The Ferrovie dello Stato Italiane (FS; Italian State Railways) Class 940 (Italian: Gruppo 940) is a 2-8-2 steam tank locomotive, derived from the Class 740 tender locomotive.

==Design==
The Class 940 was designed for the Apennine Mountains railways, and especially for the Rome-Sulmona-Pescara line, an important coast-to-coast railway that presented steep gradients (up to 2.7%); until then those had been served by 0-6-0 locomotives such as the FS Class 851, that had become inadequate for the increasing needs. Therefore, it was decided to build a locomotive with eight driving wheels, by adapting the frames, the boiler and the engine of the Class 740 to a tank design, also adding a trailing wheel to the wheelbase to enable the new design to run well backwards as well as forwards.

The locomotives were built from 1922 to 1924 by the Officine Meccaniche, Reggiane and the Officine Meccaniche e Navali di Napoli, for a total of 50.

==Service and modifications==
Initially, most of the class was allocated to the Sulmona shed for service on the trans-apennine railway; after World War II (in which four locomotives ended up remaining in Yugoslavian territory, and being taken up by the Yugoslav Railways as JŽ 118 001-4), the Class was dispersed in many sheds throughout Italy. Since 1968 improved draughting and a larger chimney were fitted.
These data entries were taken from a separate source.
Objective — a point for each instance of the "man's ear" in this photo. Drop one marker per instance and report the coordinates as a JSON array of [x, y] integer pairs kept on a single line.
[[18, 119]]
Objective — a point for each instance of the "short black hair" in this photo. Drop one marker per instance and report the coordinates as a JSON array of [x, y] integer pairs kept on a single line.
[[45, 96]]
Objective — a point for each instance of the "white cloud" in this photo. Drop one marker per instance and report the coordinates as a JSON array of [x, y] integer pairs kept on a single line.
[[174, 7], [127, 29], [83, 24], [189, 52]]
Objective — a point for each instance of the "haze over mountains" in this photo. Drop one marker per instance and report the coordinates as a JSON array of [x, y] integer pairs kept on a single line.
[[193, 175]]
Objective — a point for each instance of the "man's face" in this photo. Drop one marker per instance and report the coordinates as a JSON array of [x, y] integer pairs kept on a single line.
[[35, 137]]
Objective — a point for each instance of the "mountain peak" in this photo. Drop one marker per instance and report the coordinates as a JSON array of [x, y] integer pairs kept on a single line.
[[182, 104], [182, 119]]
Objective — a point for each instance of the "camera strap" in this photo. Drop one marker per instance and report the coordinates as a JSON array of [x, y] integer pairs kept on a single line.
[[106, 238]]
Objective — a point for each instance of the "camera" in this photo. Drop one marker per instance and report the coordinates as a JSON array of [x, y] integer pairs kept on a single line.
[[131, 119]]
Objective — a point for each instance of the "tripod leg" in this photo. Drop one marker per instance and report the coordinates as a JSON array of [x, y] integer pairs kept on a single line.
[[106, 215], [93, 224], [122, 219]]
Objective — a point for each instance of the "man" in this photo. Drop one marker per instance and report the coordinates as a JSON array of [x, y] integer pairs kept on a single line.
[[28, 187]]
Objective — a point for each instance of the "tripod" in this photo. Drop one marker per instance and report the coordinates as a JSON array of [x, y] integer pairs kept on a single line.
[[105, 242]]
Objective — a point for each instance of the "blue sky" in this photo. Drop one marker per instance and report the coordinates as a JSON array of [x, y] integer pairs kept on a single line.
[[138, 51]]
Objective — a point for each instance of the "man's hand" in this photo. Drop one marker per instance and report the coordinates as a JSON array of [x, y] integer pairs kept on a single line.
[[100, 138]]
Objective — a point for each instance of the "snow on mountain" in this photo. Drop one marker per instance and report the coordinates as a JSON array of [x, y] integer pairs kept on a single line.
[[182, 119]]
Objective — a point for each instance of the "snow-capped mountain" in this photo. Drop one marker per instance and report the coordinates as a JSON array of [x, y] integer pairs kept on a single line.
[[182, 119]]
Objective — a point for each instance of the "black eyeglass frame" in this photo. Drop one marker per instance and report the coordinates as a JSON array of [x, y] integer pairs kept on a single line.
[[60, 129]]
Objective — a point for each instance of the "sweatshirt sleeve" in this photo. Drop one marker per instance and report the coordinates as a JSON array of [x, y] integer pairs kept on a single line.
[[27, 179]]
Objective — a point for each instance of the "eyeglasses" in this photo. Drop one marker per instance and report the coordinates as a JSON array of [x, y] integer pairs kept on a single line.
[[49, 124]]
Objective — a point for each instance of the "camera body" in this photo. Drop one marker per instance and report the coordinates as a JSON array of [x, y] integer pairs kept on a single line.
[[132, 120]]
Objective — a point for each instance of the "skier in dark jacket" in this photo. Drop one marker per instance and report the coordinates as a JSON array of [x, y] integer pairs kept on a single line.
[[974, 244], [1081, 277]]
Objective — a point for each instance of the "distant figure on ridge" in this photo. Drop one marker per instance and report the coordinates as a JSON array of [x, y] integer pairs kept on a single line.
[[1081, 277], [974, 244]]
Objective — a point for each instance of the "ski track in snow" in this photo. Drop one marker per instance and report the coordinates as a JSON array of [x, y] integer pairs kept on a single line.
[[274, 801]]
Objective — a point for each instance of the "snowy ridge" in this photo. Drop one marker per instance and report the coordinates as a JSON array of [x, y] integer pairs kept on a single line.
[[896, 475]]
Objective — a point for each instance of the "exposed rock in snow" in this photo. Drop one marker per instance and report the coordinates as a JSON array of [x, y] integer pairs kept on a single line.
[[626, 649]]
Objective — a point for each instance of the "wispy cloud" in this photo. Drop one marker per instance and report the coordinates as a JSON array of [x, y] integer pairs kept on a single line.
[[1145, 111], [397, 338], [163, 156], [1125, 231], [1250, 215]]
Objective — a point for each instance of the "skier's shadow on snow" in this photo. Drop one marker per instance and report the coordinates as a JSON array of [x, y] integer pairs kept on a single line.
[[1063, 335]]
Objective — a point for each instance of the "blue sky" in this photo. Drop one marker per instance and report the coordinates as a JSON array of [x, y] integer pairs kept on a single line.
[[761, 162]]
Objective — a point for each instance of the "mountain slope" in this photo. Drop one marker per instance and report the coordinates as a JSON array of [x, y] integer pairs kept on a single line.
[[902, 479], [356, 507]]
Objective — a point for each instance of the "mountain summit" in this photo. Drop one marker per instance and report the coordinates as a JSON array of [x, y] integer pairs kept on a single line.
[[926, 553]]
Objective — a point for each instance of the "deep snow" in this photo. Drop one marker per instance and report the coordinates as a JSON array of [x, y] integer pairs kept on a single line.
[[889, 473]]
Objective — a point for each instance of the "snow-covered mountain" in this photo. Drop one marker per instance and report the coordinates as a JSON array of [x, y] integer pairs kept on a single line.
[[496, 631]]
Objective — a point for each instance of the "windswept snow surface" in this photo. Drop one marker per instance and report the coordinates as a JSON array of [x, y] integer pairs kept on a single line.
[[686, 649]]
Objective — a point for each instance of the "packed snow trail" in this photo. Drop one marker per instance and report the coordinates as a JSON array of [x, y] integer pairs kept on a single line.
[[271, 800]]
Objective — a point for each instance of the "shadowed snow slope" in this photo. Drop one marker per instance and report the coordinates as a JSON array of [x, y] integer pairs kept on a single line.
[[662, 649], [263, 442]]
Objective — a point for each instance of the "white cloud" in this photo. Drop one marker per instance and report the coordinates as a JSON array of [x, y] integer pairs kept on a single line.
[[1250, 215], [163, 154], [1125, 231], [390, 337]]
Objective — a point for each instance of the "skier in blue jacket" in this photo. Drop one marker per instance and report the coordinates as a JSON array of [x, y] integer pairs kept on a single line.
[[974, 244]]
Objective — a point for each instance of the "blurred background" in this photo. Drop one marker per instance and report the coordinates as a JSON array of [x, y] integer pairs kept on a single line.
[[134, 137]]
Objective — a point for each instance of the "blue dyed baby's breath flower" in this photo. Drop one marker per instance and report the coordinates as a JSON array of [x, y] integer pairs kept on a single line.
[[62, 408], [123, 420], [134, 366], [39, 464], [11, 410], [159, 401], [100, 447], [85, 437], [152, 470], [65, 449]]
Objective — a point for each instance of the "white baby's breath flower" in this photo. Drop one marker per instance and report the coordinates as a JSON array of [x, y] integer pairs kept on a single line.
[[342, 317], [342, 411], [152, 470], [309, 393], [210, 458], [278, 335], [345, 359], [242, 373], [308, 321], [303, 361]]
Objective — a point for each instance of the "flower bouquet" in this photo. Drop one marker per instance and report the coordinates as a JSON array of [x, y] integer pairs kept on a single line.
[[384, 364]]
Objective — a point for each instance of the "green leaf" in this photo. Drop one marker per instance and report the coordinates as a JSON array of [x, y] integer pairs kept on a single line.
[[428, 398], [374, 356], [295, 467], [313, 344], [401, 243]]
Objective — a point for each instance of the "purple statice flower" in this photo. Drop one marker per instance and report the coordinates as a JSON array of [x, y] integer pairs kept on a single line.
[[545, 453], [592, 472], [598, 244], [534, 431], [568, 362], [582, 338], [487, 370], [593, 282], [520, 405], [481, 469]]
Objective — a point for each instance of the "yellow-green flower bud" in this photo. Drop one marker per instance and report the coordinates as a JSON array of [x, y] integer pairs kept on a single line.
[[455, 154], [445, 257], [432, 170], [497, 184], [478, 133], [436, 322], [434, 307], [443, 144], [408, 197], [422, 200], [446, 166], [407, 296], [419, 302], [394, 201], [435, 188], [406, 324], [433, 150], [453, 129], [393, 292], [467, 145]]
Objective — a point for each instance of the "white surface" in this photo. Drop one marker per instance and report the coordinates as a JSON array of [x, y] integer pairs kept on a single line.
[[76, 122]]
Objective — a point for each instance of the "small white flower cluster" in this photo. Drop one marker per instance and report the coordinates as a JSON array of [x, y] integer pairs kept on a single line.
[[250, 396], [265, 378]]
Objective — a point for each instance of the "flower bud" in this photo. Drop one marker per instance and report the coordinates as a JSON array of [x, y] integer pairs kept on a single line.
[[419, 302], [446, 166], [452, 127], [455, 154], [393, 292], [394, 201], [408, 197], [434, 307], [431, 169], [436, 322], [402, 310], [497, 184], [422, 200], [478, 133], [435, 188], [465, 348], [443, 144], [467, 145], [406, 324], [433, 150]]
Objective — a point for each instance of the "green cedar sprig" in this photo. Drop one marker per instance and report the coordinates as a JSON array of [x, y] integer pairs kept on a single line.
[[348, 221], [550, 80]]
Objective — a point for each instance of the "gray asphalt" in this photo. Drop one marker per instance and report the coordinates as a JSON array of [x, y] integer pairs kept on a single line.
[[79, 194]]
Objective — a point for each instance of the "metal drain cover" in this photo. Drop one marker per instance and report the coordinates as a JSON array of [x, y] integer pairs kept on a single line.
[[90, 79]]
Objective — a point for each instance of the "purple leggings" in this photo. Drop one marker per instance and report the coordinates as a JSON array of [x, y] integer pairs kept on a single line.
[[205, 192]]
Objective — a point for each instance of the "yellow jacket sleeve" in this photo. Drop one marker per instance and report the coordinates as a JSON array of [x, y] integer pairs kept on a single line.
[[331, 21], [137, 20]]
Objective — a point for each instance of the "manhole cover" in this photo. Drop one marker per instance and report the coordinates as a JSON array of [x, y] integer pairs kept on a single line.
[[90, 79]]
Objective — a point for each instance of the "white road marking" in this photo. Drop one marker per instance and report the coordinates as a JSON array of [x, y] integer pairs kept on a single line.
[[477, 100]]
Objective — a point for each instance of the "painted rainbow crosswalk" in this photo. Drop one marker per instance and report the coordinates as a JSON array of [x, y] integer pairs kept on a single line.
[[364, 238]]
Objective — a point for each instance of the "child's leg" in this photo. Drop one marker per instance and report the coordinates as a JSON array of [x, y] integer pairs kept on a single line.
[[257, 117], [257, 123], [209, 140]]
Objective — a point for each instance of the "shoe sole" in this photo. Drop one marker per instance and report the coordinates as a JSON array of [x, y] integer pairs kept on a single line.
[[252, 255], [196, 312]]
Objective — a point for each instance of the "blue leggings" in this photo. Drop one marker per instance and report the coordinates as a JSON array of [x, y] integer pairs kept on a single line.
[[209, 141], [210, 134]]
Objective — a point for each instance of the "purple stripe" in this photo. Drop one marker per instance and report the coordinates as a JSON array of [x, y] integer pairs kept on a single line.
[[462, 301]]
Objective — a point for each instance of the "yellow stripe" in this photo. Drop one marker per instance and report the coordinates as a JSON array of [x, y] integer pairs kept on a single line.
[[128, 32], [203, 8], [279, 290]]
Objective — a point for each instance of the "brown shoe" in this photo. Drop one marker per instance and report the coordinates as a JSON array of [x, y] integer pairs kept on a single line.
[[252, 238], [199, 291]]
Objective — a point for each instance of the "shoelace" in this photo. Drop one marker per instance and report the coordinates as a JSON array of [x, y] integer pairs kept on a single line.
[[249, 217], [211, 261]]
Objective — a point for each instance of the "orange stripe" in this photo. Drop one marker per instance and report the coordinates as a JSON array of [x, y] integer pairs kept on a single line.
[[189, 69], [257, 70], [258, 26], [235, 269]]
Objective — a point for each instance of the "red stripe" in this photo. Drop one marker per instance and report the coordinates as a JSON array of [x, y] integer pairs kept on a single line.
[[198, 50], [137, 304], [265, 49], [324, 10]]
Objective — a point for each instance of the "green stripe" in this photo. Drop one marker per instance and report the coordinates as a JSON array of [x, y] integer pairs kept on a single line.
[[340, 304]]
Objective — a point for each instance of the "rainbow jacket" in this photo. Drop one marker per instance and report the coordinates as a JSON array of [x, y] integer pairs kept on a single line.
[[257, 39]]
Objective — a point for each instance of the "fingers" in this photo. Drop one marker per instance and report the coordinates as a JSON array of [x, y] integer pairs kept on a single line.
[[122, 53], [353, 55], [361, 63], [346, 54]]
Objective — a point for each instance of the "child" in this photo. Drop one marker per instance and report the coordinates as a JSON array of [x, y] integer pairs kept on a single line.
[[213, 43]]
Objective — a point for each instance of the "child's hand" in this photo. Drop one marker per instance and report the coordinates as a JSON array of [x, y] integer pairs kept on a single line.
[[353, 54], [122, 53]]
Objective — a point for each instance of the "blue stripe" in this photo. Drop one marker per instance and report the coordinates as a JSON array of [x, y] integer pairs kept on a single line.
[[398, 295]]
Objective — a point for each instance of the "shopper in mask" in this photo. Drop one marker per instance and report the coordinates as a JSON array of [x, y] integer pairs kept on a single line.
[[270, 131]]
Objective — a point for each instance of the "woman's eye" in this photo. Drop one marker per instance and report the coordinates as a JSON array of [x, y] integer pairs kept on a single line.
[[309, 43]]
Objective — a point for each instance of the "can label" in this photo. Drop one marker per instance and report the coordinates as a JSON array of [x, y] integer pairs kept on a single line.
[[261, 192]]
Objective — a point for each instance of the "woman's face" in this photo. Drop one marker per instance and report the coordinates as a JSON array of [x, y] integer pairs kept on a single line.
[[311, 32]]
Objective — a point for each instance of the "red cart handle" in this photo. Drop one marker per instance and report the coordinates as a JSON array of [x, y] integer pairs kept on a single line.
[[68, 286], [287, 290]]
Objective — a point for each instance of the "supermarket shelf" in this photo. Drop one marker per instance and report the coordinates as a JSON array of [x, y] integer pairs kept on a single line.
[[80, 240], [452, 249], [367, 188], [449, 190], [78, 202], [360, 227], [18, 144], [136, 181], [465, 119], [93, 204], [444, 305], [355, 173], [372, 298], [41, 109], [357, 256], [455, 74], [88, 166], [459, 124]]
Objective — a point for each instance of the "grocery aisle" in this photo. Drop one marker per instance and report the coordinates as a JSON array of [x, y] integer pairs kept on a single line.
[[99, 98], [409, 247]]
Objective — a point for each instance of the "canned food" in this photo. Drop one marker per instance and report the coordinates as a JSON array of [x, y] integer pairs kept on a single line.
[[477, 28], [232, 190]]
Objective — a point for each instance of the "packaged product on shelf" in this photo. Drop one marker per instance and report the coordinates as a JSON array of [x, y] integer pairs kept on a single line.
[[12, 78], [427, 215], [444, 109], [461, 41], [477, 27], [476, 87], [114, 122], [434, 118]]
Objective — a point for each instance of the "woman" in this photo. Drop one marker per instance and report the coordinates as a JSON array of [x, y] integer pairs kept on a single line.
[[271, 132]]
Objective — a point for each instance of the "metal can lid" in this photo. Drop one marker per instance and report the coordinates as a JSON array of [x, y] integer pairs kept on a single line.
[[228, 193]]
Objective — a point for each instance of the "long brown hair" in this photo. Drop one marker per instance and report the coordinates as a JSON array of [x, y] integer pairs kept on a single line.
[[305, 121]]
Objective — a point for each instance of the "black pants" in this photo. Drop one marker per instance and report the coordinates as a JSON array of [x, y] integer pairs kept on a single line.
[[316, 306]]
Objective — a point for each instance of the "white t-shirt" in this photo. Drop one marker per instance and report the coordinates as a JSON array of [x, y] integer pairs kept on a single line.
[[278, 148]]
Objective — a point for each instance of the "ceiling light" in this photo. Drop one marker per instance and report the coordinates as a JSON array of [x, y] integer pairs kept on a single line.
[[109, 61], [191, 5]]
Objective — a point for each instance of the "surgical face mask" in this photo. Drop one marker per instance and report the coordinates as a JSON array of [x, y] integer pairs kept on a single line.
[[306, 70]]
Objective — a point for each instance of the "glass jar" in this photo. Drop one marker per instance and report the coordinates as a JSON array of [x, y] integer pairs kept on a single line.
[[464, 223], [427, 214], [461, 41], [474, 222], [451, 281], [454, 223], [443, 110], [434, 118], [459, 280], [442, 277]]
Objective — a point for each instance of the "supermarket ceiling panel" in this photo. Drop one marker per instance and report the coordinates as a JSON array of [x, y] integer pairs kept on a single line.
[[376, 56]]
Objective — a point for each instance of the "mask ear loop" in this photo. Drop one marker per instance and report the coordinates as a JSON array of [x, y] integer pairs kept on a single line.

In 1951 three locomotives identical to the Class 940 but built in 1924 for the Ferrovie Elettriche Biellesi, numbered 941–943, were taken over by the FS, when the company was absorbed, and were given the running numbers from 940.051 to 940.053, therefore bringing to 53 the nominal total for the class.

The Class 940 was a successful design, that remained in service till the end of regular steam services on the FS network, mostly for freight service but also for passenger trains and heavy shunting duties.

==Preservation==
Eighteen Class 940 survived into preservation; currently, only the 041 and the 006 are operational and available for heritage trains, while others (such as the 022 and the 036) are undergoing maintenance.